Banyak orang memahami bahwa lingkungan perlu dijaga. Kita mengetahui pentingnya menghemat listrik, mengurangi sampah, menggunakan air secara bijak, dan menghindari pemborosan.

Namun, dalam dunia kerja, pengetahuan dan kepedulian saja belum selalu menghasilkan perubahan.

Seseorang mungkin memahami pentingnya efisiensi energi, tetapi masih membiarkan peralatan menyala ketika tidak digunakan. Organisasi mungkin menyediakan tempat sampah terpilah, tetapi pemilahan tidak berjalan karena tidak menjadi kebiasaan bersama. Perusahaan juga dapat memiliki kebijakan keberlanjutan, tetapi pelaksanaannya sulit bertahan ketika tidak disertai keteladanan, kolaborasi, dan evaluasi.

Di sinilah Green Soft Skills menjadi penting.

Green Soft Skills membantu seseorang menerjemahkan kepedulian lingkungan menjadi cara berpikir, berkomunikasi, bekerja sama, memecahkan masalah, mengambil keputusan, dan memimpin perubahan. Kepedulian lingkungan tidak lagi berdiri di luar pekerjaan, tetapi menjadi bagian dari kompetensi ketika seseorang menjalankan tugas dan tanggung jawabnya.

Belajar dari Pelatihan Fasilitator Green Soft Skills

Pada Agustus 2026, saya berkesempatan mengikuti Pelatihan Fasilitator Green Soft Skills di Batam. Kegiatan ini merupakan bagian dari Program Green Jobs untuk Inklusi Sosial dan Transformasi Berkelanjutan atau GESIT, yang dikembangkan melalui kerja sama Kementerian PPN/Bappenas, GIZ, dan Tim Koordinasi Daerah Vokasi Provinsi Kepulauan Riau.

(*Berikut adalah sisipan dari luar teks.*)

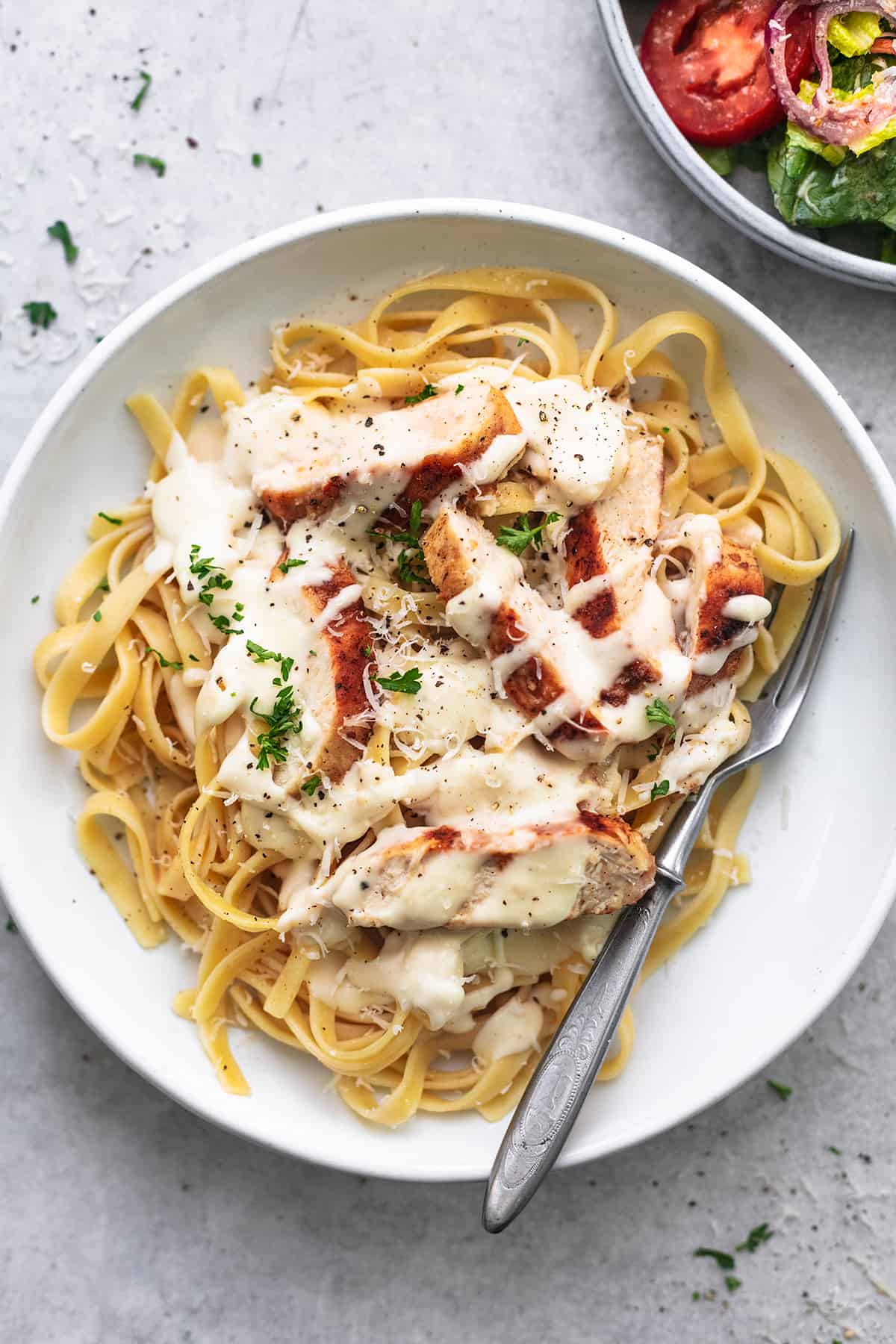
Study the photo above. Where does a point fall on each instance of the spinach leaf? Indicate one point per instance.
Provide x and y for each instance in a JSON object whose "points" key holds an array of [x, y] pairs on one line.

Pelatihan dilaksanakan dalam format hibrida selama lima hari atau 35 jam pelajaran. Tiga hari pelatihan tatap muka berlangsung pada 26–28 Agustus 2026, sedangkan dua hari lainnya dilaksanakan secara daring.

Peserta berasal dari unsur guru, dosen, instruktur, dan HR manager. Komposisi ini menarik karena mempertemukan dua pihak yang perlu semakin dekat: lembaga pendidikan dan pelatihan sebagai pengembang kompetensi serta dunia kerja sebagai pengguna kompetensi.

Materi pelatihan tidak hanya membahas green mindset. Kami mempelajari komunikasi keberlanjutan, kolaborasi lintas sektor, penyelesaian masalah lingkungan secara kreatif, adaptabilitas dalam transisi hijau, inovasi sosial, kepemimpinan, kerangka keberlanjutan, pembelajaran berbasis tempat kerja, hingga implementasi bisnis hijau.

Lima belas unit kompetensi yang dipelajari membuat saya melihat bahwa Green Soft Skills bukan sekadar tema tambahan untuk mempercantik kurikulum. Green Soft Skills merupakan seperangkat kemampuan yang dapat dipelajari, dipraktikkan, diamati, dinilai, dan dikembangkan.

Green Jobs Membutuhkan Lebih dari Keterampilan Teknis

Transisi menuju ekonomi hijau sering dibicarakan melalui teknologi, seperti energi terbarukan, mesin hemat energi, pengelolaan limbah, bahan ramah lingkungan, dan proses produksi rendah emisi.

Semua itu penting. Namun, teknologi tidak akan memberikan dampak maksimal jika orang yang menggunakannya tidak memiliki perilaku yang mendukung.

Sebuah perusahaan dapat memasang peralatan hemat energi. Akan tetapi, penghematan tidak terjadi apabila pengguna mengabaikan prosedur. Tempat sampah dapat dipisahkan berdasarkan jenisnya, tetapi sistem akan gagal ketika pekerja tidak memahami alasan dan cara pemilahannya.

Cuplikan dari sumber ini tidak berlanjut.